Enter Sysdig, which quite literally checked all of the boxes that we had constructed throughout our diligence process. Leveraging its unparalleled capabilities in container visibility, Sysdig is the first unified approach to security, monitoring, and forensics for container environments across the entire software development lifecycle. Its solution was constructed on open-source foundations, and the platform was built from the ground up to focus specifically on containerized environments and extend across the entire application development cycle. By creating a best-of-breed solution for developers and security teams, Sysdig has built an incredibly strong community whose members are champions for the product in the buying process. It didn’t hurt that the world-class Sysdig team is led by Suresh Vasudevan, a strong, admirable, and thoughtful leader who we’ve known after several years of collaboration on Anaplan’s board. Suresh has deep experience guiding other top-tier teams to success, including Nimble Storage (NMBL), NetApp (NTAP), and Datos IO to name a few.

When we first met Sysdig, we were immediately struck by the depth and breadth of their product offering, paired with strong Kubernetes and CI/CD tool integrations. Their core products — Sysdig, Falco, ImageVision, and Cloud Monitor — together create the first comprehensive security and monitoring offering including vulnerability assessment, container image scanning, threat detection, forensics, and incident response.
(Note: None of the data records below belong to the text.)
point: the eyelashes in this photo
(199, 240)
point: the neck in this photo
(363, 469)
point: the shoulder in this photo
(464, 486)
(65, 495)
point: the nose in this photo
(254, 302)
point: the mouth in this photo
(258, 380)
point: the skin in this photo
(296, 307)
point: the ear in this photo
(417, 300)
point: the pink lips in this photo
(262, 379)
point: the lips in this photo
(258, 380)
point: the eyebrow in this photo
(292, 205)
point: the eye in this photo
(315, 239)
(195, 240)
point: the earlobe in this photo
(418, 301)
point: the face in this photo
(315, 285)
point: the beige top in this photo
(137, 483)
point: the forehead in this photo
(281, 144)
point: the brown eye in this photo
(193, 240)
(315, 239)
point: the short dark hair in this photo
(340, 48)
The platform leverages the Sysdig Agent, a high performance system call tracer that sits on each host to collect information from containers, orchestration layer, and runtime. Sysdig supports most widely used container runtimes and orchestrators, integrates with major CI/CD tools, and has flexible deployment options, supporting all major clouds.
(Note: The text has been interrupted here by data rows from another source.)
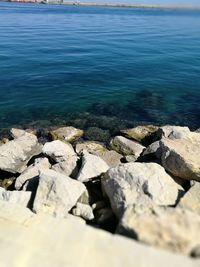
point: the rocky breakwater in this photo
(70, 202)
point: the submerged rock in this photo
(97, 134)
(140, 133)
(168, 228)
(173, 132)
(15, 154)
(56, 193)
(139, 182)
(91, 147)
(92, 167)
(68, 134)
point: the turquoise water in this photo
(85, 65)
Sysdig has changed the DevSecOps paradigm. They have unlocked the puzzle to monitoring and security in dynamic environments with unmatched visibility, efficacy, customization, and simplicity. The platform secures containers across the build, deployment, and runtime stages of application development. It provides full stack visibility through correlating container activity with metrics and events from Kubernetes, physical hosts, and applications. Customers laud Sysdig’s comprehensive offering, citing ease of deployment and integration, depth of visibility, and a brilliant support team.

Why Now?

We at PI believe that Sysdig is forging an enormous opportunity that could address a $10B+ market opportunity by 2025. Container adoption is still in early stages, but is growing quickly — less than 35% of large enterprises are deploying containers today, but this is expected to increase to 75% by 2024. Total enterprise applications running in a container environment is expected to 3x over the next four years, from <5% to 15%. Concurrently, Kubernetes has become the default container orchestration layer. 59% of container production deployments are using Kubernetes for orchestration.
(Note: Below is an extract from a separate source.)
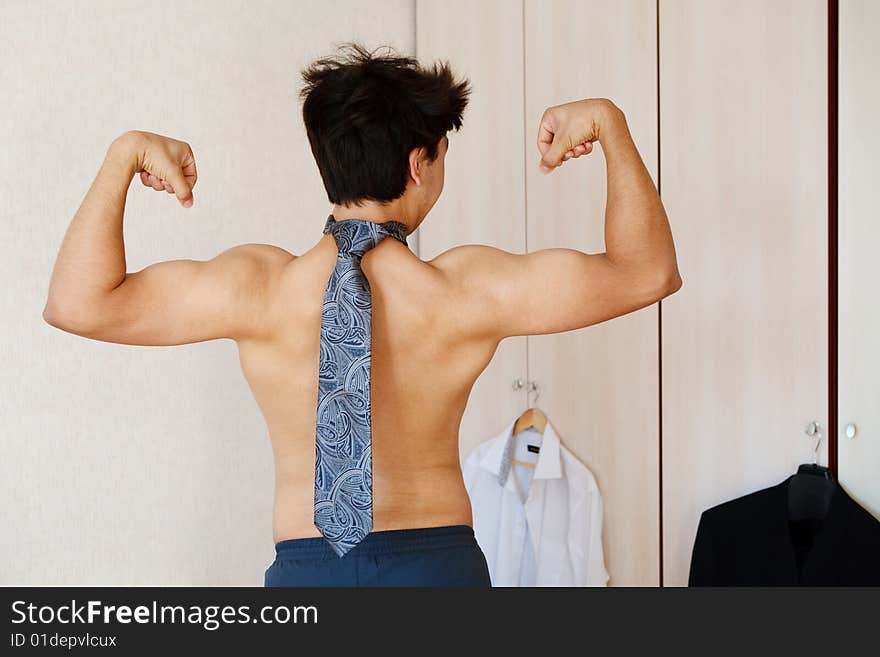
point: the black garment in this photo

We feel conviction surrounding the trajectory of the market through observing existing tailwinds, with the shift to CI/CD increasing frequency of software updates, transition to microservices relying on more 3rd party and open source components, and hybrid and multi cloud adoption increasing the complexity of the underlying infrastructure layer. All of which make Sysdig’s core value proposition exceptionally clear. We feel strongly that the market is converging around container and cloud security needs, and that Sysdig will benefit from this trend.

A World-Class Team

Sysdig has a unique open source foundation, originally a project created by Loris Degioanni. Loris was one of the co-creators of WireShark, a visibility tool used daily by >20m users to monitor their networking infrastructure. Loris currently leads the Sysdig team as CTO, bringing an entrepreneurial edge to product innovation and deep experience in open source technology. CEO Suresh Vasudevan brings commendable leadership experience and expertise from previously leading Nimble Storage as CEO prior to its acquisition by HPE. Together, they’ve attracted an incredibly admirable and unreplicable team that we know will continue to push Sysdig to becoming the industry’s leading DevSecOps solution.

We couldn’t be more excited to partner with this incredible team on the journey to secure the modern development cycle!